En juillet 1918 : secteur de Cantigny, où l’on recueille prisonniers allemands et renseignements.

En aôut, les Allemands ayant faibli, ils sont poursuivis et la localité de Montdidier est libérée ainsi que celle de Laucourt (nouvelles prises de soldats allemands).

Puis la position stratégique de la Panneterie sur le canal du Nord est enlevée début septembre malgré la défense opiniâtre de l’ennemi.

Le 24 septembre, en première ligne, de concert avec le 2e Régiment d’Infanterie légère Britannique de Durham, le 171e reprend des positions dans le secteur de Douai, puis au prix de pertes sévères, juqu’au 27 septembre continue à avancer devant St Quentin ; des « coups de main » permirent alors de gagner 1500m de terrain et de faire de nombreux prisonniers. Le 1er octobre, St Quentin est repris et le Lt Pichot du 1er bataillon entre le premier dans la ville.

Jusqu’au 12 octobre, dans ce secteur, il sera encore beaucoup demandé au 171e RI qui finira par tomber enfin sur un village fraîchement abandonné par les troupes allemandes : le bureau de l’ « Ortskommandantur » déserté avec toutes sortes de documents encore en place !
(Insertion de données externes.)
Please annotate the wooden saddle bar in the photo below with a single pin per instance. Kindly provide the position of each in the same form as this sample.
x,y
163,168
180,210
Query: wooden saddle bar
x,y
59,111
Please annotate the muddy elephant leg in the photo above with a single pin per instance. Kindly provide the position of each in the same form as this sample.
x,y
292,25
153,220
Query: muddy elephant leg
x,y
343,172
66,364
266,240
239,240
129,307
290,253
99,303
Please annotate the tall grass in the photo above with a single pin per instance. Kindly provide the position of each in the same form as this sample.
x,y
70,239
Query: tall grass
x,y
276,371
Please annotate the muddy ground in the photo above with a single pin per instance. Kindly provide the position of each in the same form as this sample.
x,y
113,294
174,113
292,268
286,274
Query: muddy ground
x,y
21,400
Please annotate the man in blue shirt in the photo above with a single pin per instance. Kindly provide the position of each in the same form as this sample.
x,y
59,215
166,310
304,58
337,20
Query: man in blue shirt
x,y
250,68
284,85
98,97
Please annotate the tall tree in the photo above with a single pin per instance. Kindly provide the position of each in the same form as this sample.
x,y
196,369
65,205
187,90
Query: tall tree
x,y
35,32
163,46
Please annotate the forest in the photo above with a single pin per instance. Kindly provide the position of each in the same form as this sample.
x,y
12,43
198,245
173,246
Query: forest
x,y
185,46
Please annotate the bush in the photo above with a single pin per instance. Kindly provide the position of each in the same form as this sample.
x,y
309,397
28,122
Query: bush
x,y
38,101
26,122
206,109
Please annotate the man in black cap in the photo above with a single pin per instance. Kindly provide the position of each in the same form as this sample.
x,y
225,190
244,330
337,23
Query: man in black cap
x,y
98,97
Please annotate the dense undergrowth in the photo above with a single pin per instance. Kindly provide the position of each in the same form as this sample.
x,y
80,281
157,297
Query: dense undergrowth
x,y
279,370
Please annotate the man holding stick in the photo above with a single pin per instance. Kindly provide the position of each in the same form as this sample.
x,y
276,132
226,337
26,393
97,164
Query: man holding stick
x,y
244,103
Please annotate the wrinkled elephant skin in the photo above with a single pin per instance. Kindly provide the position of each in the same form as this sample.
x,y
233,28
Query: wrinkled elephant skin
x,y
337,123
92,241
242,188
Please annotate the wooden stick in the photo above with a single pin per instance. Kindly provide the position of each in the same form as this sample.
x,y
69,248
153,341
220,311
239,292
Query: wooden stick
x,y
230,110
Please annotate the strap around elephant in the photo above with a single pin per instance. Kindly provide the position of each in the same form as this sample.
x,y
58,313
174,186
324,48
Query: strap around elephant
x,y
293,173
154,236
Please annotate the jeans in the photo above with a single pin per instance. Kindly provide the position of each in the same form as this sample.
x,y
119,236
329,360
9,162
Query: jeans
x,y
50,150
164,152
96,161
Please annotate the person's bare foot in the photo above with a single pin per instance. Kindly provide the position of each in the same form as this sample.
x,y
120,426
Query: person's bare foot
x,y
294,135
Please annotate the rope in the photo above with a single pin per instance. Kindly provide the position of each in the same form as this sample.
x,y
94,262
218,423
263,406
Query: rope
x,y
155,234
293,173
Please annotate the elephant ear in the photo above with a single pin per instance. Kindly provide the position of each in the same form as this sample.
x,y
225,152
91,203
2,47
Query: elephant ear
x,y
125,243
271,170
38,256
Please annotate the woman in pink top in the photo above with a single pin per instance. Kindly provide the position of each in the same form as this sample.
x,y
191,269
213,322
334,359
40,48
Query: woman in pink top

Après un court repos, le régiment se trouvera à La Capelle le 7 novembre où il accueillera les parlementaires allemands venus demander l’armistice :

« A 20h10, la mission de parlementaires allemands est aperçue sur la route venant d’Haudroy. La pemière section de la 3e compagnie est déployée de part et d’autre sur la route. Cinq automobiles avancent à toute allure, les phares sont éclairés, un immense drapeau blanc flotte sur la première voiture, un trompette allemand debout sur le marchepied sonne le « Cessez le Feu ». 

L’historique du 171e RI conclut dithyrambique :

« le Régiment a ainsi le grand honneur de recevoir à ses avant-postes l’Allemand vaincu et démoralisé qui venait implorer l’armistice et la cessation des hostilités.

Soldats du Haut-Rhin, du Doubs et de la Haute-Saône qui composiez à la mobilisation le Régiment ; soldats de toutes les régions de France qui êtes venus combattre sous son glorieux drapeau, vous pouvez être fiers du 171, il a bien mérité de la Patrie.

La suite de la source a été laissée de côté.